Sono ancora rare le etichette «intelligenti», che saranno lo standard nel prossimo futuro: «Non si punterà più sul qr code ma su un codice unico come il databar, che può contenere, oltre al codice prodotto, anche lotto e data di scadenza. Un’esperienza interessante è stata fatta da una delle maggiori catene di ipermercati che, con i Databar, in automatico ha legato promozioni alla data di scadenza. L’ipermercato ha informato i consumatori con un effetto positivo: non andavano più a scavare negli scaffali per trovare la data di scadenza più lunga, ma sceglievano i prodotti in scadenza per beneficiare delle offerte», spiega Cuppini.
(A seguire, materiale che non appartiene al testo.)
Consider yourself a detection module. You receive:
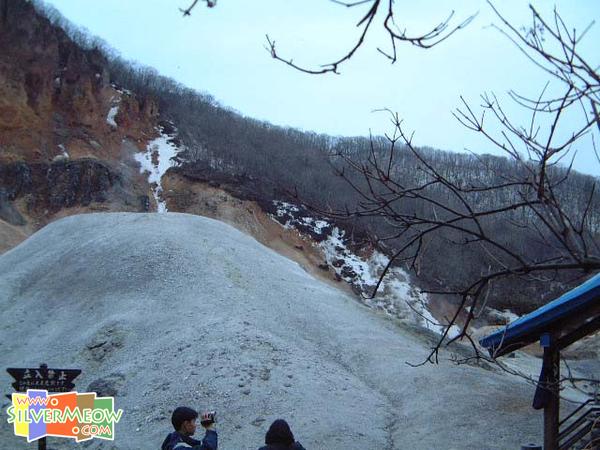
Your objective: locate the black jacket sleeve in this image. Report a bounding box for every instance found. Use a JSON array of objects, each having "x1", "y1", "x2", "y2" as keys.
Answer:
[
  {"x1": 166, "y1": 430, "x2": 218, "y2": 450},
  {"x1": 191, "y1": 429, "x2": 218, "y2": 450}
]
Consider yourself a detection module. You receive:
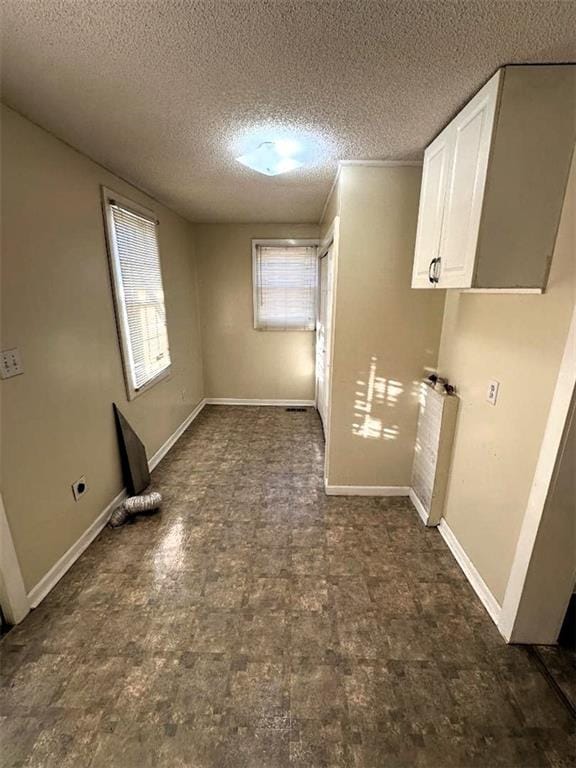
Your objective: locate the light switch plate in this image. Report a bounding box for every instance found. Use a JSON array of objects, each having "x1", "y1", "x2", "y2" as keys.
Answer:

Ma la rivoluzione che GS1 prevede si chiama digital link: un indirizzo web codificato contenente all’interno il codice a barre, più una serie di informazioni utili. Collegato a un codice rR stampato sul pack del prodotto, consente al consumatore che lo inquadra di accedere al sito del produttore e a una serie di informazioni sul prodotto, dall’origine agli ingredienti, ma permette anche la tracciabilità del lotto di produzione o di mettere il prodotto nel carrello della spesa, in caso di ecommerce.
Dove sta la differenza con la quantità di qr code stampati sulle confezioni attuali dei prodotti? «Il qr code serve per accedere al sito dell’azienda, ma è destrutturato e di difficile manutenzione — conclude Cuppini – l’esempio è il caso del vasetto di marmellata con il codice qr che punta a un altro prodotto, perché nel frattempo è intervenuta qualche variazione sul sito. Digital Link, inoltre, fa anche da codice a barre, senza bisogno di avere codici diversi su una stessa confezione».